Interestingly, during everyday activities like walking and climbing stairs, co-activation levels were notably 2.75% to 10.72% higher. However, this increase was not observed in more dynamic athletic tasks such as double-limb or single-limb landings. This suggests that individuals with ACLR might struggle to effectively transfer this compensatory pattern to sports activities where enhanced knee stability is desirable. On the contrary, elevated co-activation can lead to greater compressive forces around the knee and limited flexion–extension movement during dynamic tasks61,62. This represents an unfavorable outcome of this strategy during repetitive daily activities, since these limitations have been associated with cartilage degeneration and the development of post-traumatic knee osteoarthritis61,63. Additionally, heightened co-activation of the medial hamstring has been linked to increased loading on the medial tibiofemoral joint, potentially contributing to the observed higher incidence of post-traumatic osteoarthritis in the medial compartment64.

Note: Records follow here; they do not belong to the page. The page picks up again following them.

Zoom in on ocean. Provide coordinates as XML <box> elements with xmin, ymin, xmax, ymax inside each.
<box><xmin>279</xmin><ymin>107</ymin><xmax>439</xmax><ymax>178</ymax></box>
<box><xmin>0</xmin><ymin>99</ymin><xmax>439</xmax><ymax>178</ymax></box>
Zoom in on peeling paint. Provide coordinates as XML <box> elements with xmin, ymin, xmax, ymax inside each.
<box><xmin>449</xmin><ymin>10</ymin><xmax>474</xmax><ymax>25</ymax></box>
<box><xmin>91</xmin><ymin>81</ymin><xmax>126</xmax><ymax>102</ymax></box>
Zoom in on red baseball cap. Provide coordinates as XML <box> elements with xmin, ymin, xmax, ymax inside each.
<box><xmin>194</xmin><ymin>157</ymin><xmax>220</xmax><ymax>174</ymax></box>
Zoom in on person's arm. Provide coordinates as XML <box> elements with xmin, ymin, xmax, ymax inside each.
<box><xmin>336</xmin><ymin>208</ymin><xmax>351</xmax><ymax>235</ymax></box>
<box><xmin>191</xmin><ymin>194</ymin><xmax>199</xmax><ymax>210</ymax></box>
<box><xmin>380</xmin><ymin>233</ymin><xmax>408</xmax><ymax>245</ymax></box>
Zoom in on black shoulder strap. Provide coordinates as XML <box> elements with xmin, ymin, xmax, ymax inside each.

We should consider that the prevalence of recurrent ACL rupture is high, and ranges from 1 to 11%2. Additionally, the prevalence of secondary contralateral ACL injury is as high as 1 in 43, which suggests an elevated risk of ACL injury among athletes who have undergone a, ACLR4,5,6. Even with a significant volume of research underscoring the significance of consistent evaluation of quadriceps strength following ACLR, nearly half of clinicians persist in relying solely on the duration since surgery as the primary factor to determine an individual's readiness to resume sports activities after ACLR65. While the period of 6–9 months post-surgery is frequently suggested for returning to competitive sports, the majority of athletes might not yet have achieved the physical readiness needed to perform at an elevated level65.

Limitations

This study has some limitations. For instance, the group of individuals who had undergone ACLR were assessed at the 12-month mark post-surgery. It remains unclear whether these irregular movement patterns normalize over time, which could provide insights into determining the optimal duration required for a successful return to sports (RTS). Furthermore, a considerable portion of the ACLR group in this study received a medial hamstring autograft. The research was conducted exclusively on dominant leg of female athletes, and its findings might differ for non-dominant leg or inactive women. Similarly, the outcomes of the study may exhibit variations within the community of male athletes. Although these findings are novel, they are only generalizable to single-leg drop landing and cannot be extrapolated to double-leg drop landing. Finally, this study had no objective data on patient reported outcomes and limb symmetry metrics that may be effective factors to explain the findings.

Conclusion

This research has presented initial indications that, one year following ACLR, a tendency for the quadriceps to avoid engagement in the reconstructed limb results in diminished knee joint power generation and a tendency to protect the knee during a SLL task. Recognizing that strength is a trainable physical attribute, medical professionals should prioritize the restoration of quadriceps strength in post-ACLR patients and assess their strength regularly throughout the rehabilitation process. Additionally, heightened co-activation of the medial hamstring has been linked to increased loading on the medial tibiofemoral joint, potentially contributing to the observed higher incidence of post-traumatic osteoarthritis in the medial compartment.